The trial is broken into 2 cohorts. Cohort A will include patients with tumors that have an unmethylated MGMT promoter, while cohort B will include patients with tumors that have MGMT methylated promoters or indeterminate MGMT status.

Patients in both cohorts will receive treatment with the same dosing schedule. INO-5401, a combination of 3 DNA plasmids, will be given at 3 mg of each plasmid via intramuscular injection followed by electroporation every 3 weeks for 4 doses, followed by every 9 weeks until disease progression, unacceptable toxicity, withdrawal of consent, or death. INO-9012 will be given in a dose of 1 mg on the same schedule, while cemiplimab will be given at a dose of 350 mg intravenously every 3 weeks.

Radiation and temozolomide (Temodar) will also be given if clinically indicated. Radiation therapy will begin at most 42 days after surgical intervention and approximately 2 weeks after day 0. Temozolomide will be given during the radiation therapy at a 75 mg/m2dose.
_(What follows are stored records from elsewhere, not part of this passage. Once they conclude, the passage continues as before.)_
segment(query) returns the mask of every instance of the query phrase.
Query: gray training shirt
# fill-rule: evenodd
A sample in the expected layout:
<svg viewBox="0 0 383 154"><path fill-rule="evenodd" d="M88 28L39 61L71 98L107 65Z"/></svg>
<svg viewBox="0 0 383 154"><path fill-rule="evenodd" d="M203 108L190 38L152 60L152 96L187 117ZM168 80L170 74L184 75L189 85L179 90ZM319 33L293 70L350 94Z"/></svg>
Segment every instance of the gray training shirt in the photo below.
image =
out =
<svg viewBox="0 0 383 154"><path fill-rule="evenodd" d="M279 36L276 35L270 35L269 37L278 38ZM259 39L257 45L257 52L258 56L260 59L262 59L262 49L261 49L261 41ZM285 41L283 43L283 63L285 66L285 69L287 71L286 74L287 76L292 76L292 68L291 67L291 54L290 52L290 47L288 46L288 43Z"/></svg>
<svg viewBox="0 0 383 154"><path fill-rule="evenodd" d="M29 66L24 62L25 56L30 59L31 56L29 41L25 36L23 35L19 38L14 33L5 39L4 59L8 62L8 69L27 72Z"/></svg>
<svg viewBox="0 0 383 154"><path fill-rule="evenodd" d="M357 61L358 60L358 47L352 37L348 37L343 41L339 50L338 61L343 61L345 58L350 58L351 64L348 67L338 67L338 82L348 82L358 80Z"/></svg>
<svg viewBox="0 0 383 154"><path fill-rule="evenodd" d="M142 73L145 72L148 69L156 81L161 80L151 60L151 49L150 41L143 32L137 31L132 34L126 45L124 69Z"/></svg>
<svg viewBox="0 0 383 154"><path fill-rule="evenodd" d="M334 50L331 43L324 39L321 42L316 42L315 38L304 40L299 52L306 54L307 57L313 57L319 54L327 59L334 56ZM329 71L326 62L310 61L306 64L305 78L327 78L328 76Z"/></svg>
To be included in this study, patients had to have newly diagnosed brain cancer with histopathological diagnosis of GBM, a Karnofsky performance status of

≥70 at baseline, and had to have received dexamethasone dose £2 mg per day prior to day 0. Patients must have been over the age of 18 years old, as well.

The primary endpoints of this study are the safety and tolerability of the drug combination. Secondary endpoints include immunological impact, progression-free survival, and overall survival.

“We are proud to have treated our first patient with a powerful combination of Inovio's T-cell—generating immunotherapy INO-5401 with Regeneron's PD-1 checkpoint inhibitor this week,” J. Joseph Kim, president and CEO at Inovio, the company developing INO-5401 and INO-9012, said in a statement. “In preclinical studies, combination of Inovio's T-cell–generating immunotherapies along with checkpoint inhibitors have shown to shrink tumors and improve overall survival of tumor-bearing animals. In this GBM trial, our goal is to increase the overall survival of patients facing a disease where neither the standard of care, nor clinical outcomes have changed in a clinically significant way in more than a decade."

INO-5401 and INO-9012 are also being studied concurrently in a phase I/IIa trial in combination with atezolizumab (Tecentriq) in patients with locally advanced unresectable or metastatic urothelial carcinoma (NCT03502785).